A followup to this post.

First, a recap. Last month, there was an article in the New York Times touting a working paper by Miller and Sanjurjo. The paper claimed that various things related to the gambler’s fallacy could be explained by a certain (supposedly) counterintuitive fact about probabilities. In particular, it claimed that past attempts to measure the “hot hands” phenomenon (the perception that, say, basketball players are more likely to make a shot when they’ve made their previous shots) were tainted by a mistaken intuition about probabilities.

The mathematical result described in the paper is correct, but I was very dubious about the claim that it was counterintuitive, and also about the claim that it was responsible for errors in past published work.

To save you the trouble of following the link, here are some excerpts from my previous post:

Suppose you flip a coin four times. Every time heads comes up, you look at the next flip and see if it’s heads or tails. (Of course, you can’t do this if heads comes up on the last flip, since there is no next flip.) You write down the fraction of the time that it came up heads. For instance, if the coin flips went HHTH, you’d write down 1/2, because the first H was followed by an H, but the second H was followed by a T.

You then repeat the procedure many times (each time using a sequence of four coin flips). You average together all the results you get. The average comes out less than 1/2.

I guess that might be a counterintuitive result. Maybe. Personally, I find the described procedure so baroque that I’m not sure I would have had any intuition at all as to what the result should be.

My question is whether the average-of-averages procedure described in the article actually corresponds to anything that any actual human would do.

According to the Miller-Sanjurjo paper, in previous published work,

The standard measure of hot hand effect size in these studies is to compare the empirical probability of a hit on those shots that immediately follow a streak of hits to the empirical probability of a hit on those shots that immediately follow a streak of misses.

If someone did that for a bunch of different people, and then took the mean of the results, and expected that mean to be zero in the absence of a hot-hands effect, they would indeed be making the error Miller and Sanjurjo describe, because it’s true that these two means differ for the reason described in the paper.
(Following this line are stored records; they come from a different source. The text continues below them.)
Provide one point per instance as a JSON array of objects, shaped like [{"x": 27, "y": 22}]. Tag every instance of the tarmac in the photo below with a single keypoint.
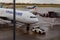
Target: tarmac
[{"x": 52, "y": 33}]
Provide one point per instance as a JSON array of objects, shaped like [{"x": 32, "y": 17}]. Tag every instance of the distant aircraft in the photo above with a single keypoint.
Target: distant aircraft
[{"x": 21, "y": 16}]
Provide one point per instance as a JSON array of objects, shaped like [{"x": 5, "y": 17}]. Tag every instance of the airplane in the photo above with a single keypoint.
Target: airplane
[{"x": 25, "y": 17}]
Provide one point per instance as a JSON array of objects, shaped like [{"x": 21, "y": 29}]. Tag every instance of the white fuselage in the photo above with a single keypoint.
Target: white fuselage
[{"x": 21, "y": 16}]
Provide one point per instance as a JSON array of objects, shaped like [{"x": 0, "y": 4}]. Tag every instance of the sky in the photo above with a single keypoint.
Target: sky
[{"x": 33, "y": 1}]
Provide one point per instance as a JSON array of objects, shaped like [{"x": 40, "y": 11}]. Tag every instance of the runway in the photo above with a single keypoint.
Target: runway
[{"x": 6, "y": 31}]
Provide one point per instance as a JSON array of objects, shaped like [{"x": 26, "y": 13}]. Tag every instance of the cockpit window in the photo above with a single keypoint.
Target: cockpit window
[{"x": 32, "y": 17}]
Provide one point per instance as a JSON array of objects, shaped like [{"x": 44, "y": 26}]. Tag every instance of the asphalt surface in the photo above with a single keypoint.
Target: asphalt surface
[{"x": 6, "y": 32}]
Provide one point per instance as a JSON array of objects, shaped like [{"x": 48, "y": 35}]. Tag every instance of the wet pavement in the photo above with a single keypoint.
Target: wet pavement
[{"x": 6, "y": 33}]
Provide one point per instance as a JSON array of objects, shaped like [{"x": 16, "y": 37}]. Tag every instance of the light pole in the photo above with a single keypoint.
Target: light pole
[{"x": 14, "y": 21}]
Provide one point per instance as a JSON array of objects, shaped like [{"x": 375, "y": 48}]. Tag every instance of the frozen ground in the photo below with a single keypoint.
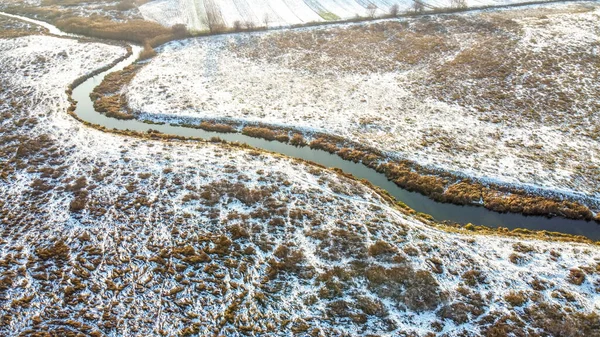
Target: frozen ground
[
  {"x": 201, "y": 15},
  {"x": 508, "y": 96},
  {"x": 53, "y": 10},
  {"x": 110, "y": 235}
]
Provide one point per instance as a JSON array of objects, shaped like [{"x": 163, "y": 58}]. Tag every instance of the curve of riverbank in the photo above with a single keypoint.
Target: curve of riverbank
[{"x": 84, "y": 110}]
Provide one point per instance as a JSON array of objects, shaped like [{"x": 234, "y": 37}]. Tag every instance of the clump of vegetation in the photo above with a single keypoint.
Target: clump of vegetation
[
  {"x": 515, "y": 298},
  {"x": 473, "y": 277},
  {"x": 576, "y": 276},
  {"x": 265, "y": 133}
]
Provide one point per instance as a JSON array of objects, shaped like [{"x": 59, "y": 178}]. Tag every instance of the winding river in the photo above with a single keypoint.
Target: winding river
[{"x": 440, "y": 211}]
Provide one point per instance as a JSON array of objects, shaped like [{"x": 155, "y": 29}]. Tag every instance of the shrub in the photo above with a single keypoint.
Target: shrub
[
  {"x": 473, "y": 277},
  {"x": 515, "y": 299},
  {"x": 297, "y": 140},
  {"x": 137, "y": 31},
  {"x": 147, "y": 53},
  {"x": 224, "y": 128},
  {"x": 576, "y": 276},
  {"x": 381, "y": 248}
]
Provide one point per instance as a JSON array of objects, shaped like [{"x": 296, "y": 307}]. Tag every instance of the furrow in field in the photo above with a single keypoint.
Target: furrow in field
[
  {"x": 215, "y": 18},
  {"x": 230, "y": 14},
  {"x": 195, "y": 13},
  {"x": 284, "y": 12},
  {"x": 245, "y": 11},
  {"x": 320, "y": 10},
  {"x": 304, "y": 12},
  {"x": 262, "y": 8}
]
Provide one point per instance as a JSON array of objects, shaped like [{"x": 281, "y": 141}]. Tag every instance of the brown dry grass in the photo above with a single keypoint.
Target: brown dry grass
[
  {"x": 106, "y": 96},
  {"x": 385, "y": 46}
]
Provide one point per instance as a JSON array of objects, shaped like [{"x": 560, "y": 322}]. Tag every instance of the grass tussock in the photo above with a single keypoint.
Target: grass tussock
[
  {"x": 107, "y": 97},
  {"x": 265, "y": 133}
]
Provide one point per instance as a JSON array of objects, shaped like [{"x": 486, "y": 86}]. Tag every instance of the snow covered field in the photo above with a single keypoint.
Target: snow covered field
[
  {"x": 103, "y": 234},
  {"x": 202, "y": 15},
  {"x": 509, "y": 97}
]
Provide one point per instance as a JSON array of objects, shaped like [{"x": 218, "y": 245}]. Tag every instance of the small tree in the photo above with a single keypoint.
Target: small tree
[
  {"x": 179, "y": 30},
  {"x": 371, "y": 10},
  {"x": 237, "y": 25},
  {"x": 394, "y": 10},
  {"x": 418, "y": 6},
  {"x": 249, "y": 25},
  {"x": 461, "y": 4}
]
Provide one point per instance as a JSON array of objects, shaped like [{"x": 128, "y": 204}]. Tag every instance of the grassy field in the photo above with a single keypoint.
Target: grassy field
[
  {"x": 501, "y": 97},
  {"x": 105, "y": 234}
]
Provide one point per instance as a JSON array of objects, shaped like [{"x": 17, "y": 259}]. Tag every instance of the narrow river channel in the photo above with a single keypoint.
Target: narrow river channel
[{"x": 440, "y": 211}]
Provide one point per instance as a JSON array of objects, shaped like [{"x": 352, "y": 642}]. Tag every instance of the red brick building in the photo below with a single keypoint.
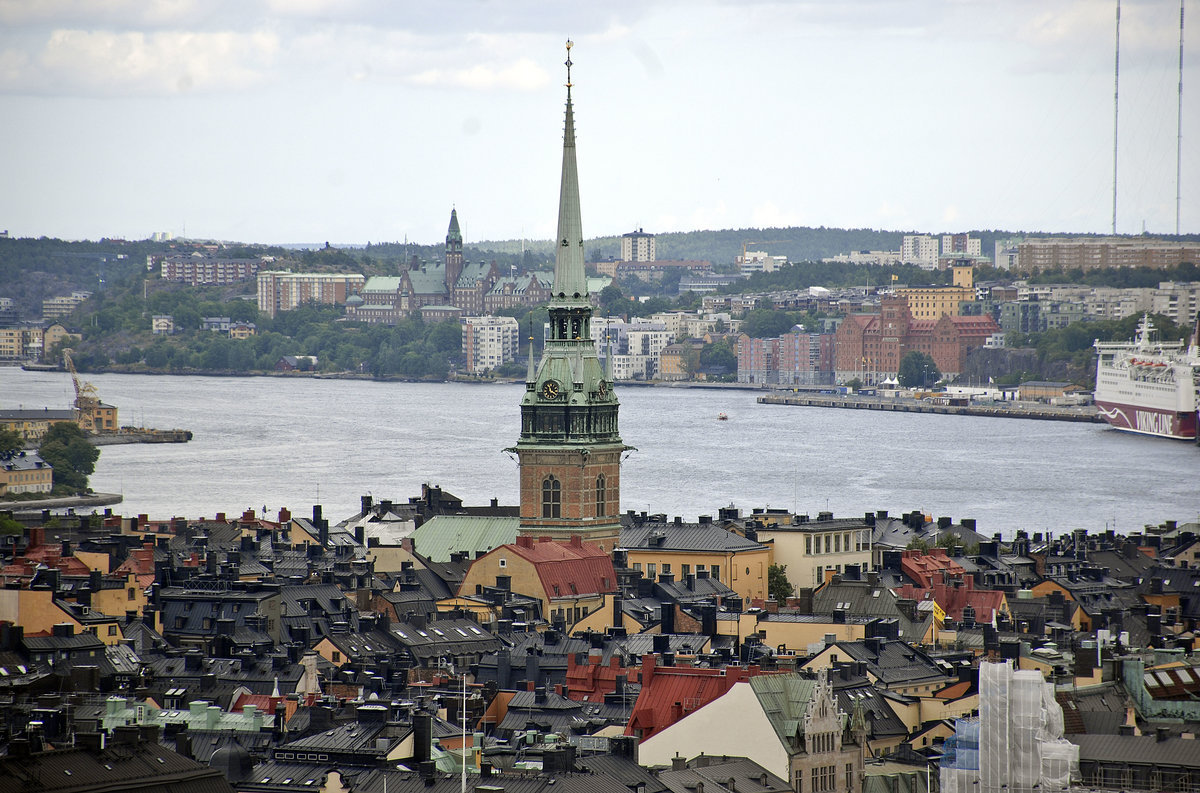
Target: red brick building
[{"x": 871, "y": 346}]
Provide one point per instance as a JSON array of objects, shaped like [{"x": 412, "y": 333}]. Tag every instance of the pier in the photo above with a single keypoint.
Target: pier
[{"x": 997, "y": 409}]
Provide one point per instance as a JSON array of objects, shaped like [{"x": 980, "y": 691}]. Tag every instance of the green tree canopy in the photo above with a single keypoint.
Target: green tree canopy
[
  {"x": 918, "y": 368},
  {"x": 65, "y": 446}
]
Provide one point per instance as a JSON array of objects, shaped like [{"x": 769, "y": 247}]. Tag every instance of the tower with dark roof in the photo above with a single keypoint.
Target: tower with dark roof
[
  {"x": 454, "y": 252},
  {"x": 570, "y": 446}
]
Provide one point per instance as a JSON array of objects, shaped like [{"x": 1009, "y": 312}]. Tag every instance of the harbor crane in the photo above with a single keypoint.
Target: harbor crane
[{"x": 87, "y": 400}]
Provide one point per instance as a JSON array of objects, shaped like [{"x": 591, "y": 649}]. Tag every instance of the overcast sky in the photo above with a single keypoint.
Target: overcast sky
[{"x": 359, "y": 120}]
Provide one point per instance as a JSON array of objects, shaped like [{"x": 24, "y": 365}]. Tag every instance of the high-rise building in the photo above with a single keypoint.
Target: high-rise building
[
  {"x": 570, "y": 446},
  {"x": 919, "y": 250},
  {"x": 961, "y": 245},
  {"x": 637, "y": 246}
]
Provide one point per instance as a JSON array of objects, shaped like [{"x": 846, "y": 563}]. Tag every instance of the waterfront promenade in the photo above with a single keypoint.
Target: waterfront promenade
[{"x": 905, "y": 404}]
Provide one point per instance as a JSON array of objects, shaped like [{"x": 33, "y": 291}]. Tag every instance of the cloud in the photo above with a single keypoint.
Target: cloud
[
  {"x": 522, "y": 74},
  {"x": 103, "y": 62}
]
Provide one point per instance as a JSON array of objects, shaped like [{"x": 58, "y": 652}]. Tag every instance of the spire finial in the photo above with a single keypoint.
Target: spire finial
[{"x": 569, "y": 44}]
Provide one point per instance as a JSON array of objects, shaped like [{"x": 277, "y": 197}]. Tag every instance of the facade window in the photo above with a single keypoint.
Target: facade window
[{"x": 551, "y": 497}]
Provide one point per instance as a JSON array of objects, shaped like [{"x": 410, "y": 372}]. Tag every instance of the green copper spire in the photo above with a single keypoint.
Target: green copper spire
[{"x": 570, "y": 282}]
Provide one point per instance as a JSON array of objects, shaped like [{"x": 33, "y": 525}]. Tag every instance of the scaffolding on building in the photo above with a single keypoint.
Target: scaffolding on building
[{"x": 1017, "y": 744}]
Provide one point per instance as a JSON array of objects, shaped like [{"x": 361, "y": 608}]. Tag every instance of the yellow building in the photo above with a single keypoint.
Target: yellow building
[
  {"x": 934, "y": 302},
  {"x": 683, "y": 550},
  {"x": 569, "y": 580},
  {"x": 814, "y": 550},
  {"x": 24, "y": 472}
]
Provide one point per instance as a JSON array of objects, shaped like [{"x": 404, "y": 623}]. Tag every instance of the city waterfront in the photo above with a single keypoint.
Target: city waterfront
[{"x": 294, "y": 442}]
So does anyone actually do this?

The sentence I quoted above cites three papers. I don’t seem to have full-text access to one of them, but I looked at the other two. One of them (Koehler and Conley) contains nothing remotely like the procedure described in this working paper. Citing it in this context is extremely misleading.

The other one (Gilovich et al.) does indeed calculate the probabilities described in the quote, but (a) that’s just one of many things it calculates, and (b) they never take the mean of the results. Fact (a) casts doubt on the claim that this is “the standard measure” — it’s a tiny fraction of what Gilovich et al. talk about — and (b) means that they don’t make the error anyway.

The relevant section of Gilovich et al. is Table 4, which tallies the results of an experiment in which Cornell basketball players attempted a sequence of 100 free throws each. The authors calculate the probabilities of getting a hit after a sequence of hits and after a sequence of misses, and note little difference between the two. Miller and Sanjurjo’s main point is that the mean of the differences should be nonzero, even in the absence of a “hot hands” effect. That’s true, but since Gilovich et al. don’t base any conclusions on the mean, it’s irrelevant.

Gilovich et al. do talk about the number of players with a positive or negative difference, but that’s different from the mean. In fact, the median difference between the two probabilities is unaffected by the Miller-Sanjurjo effect (in a simulation I did, it seems to be zero in the absence of a “hot hands” effect), so counting the number of players with positive or negative differences seems like it might be an OK thing to do.

In any case, Gilovich et al. draw their actual conclusions about this study from estimates of the serial correlation, which is an unimpeachably sensible thing to do, and which is unaffected by the Miller-Sanjurjo effect.

So I can find no evidence that anyone actually makes the error that Miller and Sanjurjo claim to be widespread. Two of the three papers they cite as examples of this error are free of it. I couldn’t check the third. I suppose I could get access to it with more effort, but I’m not going to bother.